The application of AI technologies in healthcare and rehabilitation is expanding quickly. In order to deliver optimal patient care, it is imperative that we, as healthcare practitioners, enhance our understanding of AI’s applications in rehabilitation.

Studies now underway on the use of AI in sports medicine and orthopaedic surgery indicate potential in assessing patient-reported outcomes, interpreting medical imaging, and forecasting the likelihood of athlete injuries. But like with anything new, this new technology will necessitate a basic understanding of the advantages, restrictions, and uses of AI-based technologies.
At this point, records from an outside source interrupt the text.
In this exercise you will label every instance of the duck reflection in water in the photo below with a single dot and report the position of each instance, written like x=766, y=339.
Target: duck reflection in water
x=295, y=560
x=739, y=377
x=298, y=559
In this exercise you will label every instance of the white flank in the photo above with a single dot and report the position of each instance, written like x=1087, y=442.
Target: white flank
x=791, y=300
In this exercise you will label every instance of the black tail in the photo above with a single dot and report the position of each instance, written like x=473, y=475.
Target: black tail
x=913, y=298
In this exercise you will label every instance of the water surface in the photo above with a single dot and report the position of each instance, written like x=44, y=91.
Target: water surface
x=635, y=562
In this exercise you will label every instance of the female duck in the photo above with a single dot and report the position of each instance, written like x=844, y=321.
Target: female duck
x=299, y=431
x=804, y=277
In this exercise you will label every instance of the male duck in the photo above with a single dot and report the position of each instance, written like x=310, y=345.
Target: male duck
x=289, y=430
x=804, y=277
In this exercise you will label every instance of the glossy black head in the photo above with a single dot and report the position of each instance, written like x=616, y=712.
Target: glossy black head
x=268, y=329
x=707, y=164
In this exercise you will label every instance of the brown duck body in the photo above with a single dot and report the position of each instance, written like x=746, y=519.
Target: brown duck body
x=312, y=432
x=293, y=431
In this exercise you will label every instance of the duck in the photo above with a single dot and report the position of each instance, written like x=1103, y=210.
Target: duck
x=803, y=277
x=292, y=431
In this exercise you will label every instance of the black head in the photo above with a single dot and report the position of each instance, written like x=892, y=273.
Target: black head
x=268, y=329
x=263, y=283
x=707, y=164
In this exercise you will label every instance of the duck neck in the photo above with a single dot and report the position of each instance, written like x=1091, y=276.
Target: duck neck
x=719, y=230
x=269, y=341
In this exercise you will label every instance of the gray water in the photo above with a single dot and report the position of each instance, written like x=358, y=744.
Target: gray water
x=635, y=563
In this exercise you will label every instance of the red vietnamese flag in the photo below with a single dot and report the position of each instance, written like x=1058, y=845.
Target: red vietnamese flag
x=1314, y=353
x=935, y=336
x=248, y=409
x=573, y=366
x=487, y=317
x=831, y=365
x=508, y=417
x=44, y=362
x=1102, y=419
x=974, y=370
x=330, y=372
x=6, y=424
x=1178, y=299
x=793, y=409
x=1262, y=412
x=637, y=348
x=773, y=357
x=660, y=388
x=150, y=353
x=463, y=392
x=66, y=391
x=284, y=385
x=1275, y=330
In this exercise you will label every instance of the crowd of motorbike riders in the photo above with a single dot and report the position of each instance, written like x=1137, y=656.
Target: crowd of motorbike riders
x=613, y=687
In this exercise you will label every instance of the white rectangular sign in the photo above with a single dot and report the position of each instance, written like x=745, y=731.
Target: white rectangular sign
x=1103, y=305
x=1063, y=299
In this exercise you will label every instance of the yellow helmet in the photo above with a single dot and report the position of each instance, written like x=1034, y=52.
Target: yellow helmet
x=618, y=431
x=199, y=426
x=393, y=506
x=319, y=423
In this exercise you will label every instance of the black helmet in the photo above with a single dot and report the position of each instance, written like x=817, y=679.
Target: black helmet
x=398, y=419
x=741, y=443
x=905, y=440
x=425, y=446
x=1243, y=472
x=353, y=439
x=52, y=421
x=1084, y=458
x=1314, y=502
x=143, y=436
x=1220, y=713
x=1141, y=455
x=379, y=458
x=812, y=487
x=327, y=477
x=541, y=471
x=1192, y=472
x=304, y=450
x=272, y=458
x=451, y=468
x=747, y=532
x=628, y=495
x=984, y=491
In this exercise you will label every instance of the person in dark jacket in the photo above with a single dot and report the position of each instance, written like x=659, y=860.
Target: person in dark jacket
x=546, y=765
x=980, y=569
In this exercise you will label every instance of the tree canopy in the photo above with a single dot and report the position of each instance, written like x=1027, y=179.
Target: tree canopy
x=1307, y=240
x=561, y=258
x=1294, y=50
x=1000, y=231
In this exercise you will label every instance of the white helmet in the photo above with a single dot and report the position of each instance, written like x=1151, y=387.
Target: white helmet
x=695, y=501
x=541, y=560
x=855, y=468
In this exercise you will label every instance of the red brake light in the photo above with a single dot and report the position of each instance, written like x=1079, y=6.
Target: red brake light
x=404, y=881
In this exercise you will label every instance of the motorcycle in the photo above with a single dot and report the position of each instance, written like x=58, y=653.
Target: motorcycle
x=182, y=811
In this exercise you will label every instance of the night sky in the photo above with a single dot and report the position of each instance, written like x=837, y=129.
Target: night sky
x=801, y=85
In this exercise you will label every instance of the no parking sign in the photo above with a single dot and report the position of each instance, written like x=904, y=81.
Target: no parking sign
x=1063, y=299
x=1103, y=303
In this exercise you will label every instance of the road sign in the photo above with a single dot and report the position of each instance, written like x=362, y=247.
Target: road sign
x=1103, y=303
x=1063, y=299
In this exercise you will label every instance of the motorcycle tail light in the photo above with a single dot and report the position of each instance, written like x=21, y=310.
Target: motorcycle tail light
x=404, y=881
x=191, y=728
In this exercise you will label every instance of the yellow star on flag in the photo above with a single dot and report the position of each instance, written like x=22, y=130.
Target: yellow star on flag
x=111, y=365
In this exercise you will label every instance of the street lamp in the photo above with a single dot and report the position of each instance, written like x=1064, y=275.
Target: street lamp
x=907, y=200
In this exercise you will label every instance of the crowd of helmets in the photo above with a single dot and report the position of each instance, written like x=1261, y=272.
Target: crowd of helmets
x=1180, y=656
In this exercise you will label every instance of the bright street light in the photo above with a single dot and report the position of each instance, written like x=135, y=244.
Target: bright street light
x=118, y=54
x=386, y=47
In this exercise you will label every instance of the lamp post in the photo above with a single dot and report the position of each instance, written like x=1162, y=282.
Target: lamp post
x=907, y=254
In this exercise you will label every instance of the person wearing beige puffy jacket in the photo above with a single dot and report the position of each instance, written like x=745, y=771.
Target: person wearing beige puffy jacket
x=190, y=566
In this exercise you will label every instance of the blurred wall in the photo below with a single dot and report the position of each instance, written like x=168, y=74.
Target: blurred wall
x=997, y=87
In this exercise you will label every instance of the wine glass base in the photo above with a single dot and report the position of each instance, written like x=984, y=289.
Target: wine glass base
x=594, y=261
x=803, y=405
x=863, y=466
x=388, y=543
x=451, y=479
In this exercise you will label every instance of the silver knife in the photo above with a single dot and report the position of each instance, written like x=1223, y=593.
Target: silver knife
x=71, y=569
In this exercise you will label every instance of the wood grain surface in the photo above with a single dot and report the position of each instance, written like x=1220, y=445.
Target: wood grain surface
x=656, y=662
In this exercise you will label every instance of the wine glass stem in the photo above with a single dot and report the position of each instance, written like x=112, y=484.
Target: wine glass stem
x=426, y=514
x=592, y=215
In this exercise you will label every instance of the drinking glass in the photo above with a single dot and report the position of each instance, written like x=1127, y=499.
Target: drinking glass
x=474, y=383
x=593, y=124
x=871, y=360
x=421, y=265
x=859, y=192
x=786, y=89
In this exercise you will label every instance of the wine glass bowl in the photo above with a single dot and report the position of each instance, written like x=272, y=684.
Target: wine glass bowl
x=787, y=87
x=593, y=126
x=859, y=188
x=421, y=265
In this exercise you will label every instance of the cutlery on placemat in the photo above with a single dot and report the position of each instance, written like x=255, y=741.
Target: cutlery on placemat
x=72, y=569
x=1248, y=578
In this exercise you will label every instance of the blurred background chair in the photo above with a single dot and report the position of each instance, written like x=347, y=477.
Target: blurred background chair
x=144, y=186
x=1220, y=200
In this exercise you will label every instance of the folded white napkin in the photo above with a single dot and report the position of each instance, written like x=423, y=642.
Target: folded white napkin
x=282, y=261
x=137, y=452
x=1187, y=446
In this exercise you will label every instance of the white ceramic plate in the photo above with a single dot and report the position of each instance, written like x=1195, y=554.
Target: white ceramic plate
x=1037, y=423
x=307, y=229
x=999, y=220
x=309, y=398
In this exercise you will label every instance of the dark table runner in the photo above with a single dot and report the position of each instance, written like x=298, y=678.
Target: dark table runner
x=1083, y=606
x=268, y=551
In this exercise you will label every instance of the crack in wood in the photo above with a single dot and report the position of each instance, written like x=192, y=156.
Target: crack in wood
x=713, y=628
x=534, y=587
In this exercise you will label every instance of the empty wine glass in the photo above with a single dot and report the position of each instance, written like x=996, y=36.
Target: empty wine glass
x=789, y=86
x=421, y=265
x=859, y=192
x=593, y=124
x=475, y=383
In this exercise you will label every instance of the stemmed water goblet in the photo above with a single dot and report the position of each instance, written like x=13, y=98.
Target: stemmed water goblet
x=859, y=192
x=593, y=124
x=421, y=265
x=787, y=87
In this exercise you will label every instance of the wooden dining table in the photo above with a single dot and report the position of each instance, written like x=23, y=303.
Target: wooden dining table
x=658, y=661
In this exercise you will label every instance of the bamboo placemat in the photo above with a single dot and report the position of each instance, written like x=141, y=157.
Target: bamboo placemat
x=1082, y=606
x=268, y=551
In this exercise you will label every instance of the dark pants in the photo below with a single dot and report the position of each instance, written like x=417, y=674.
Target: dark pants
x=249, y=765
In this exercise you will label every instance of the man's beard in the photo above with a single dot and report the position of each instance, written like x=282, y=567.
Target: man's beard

AI in rehabilitation can improve patient care by supporting physiotherapists in a number of ways, such as by conducting a comprehensive assessment, predicting patients’ performance, and making a diagnosis. AI can be used in problem-solving, x-ray diagnostics, and best-practice guidelines in medical and rehabilitative settings.

A wide range of clinical issues pertaining to the brain are being resolved with the aid of AI approaches. Our knowledge of complex brain mechanisms is being aided by the development of an increasing number of efficient algorithms through recent research and the accumulation of pertinent data. AI has a lot of promise for neurologic physical therapy. AI is being developed for applications such as robotic-assisted therapy, motor function and gait assessment, client level of function assessment, upper extremity rehabilitation, and movement assessment. As an illustration, consider the use of wearable sensor data to identify aberrant or asymmetrical walking patterns. AI sensors can identify aberrant movement patterns during functional movements and are a valuable tool for functional task analysis and the creation of individualised therapy programmes. This might be a great approach to keep an eye on the kind and quantity of workouts done at home in the future when combined with telerehabilitation, virtual reality, and body-worn sensors. For example, a remote therapist may receive notifications when a patient is not doing exercises correctly or when there are safety issues.

As professionals, we will need to adapt to these developments and understand how to make the most of AI. We may discover that, in order to succeed in our line of work, we must be able to analyse and interpret AI-generated algorithms, apply judgement to them, and integrate this AI into our practice in ethical, professional, and social contexts rather than acquiring more sophisticated manual therapy techniques or honing our diagnostic abilities. We face the possibility that machine intelligence will make decisions for us rather than just informing them if we don’t participate in the AI discourse and put it into reality. To improve our results, we need to collaborate with AI and humans.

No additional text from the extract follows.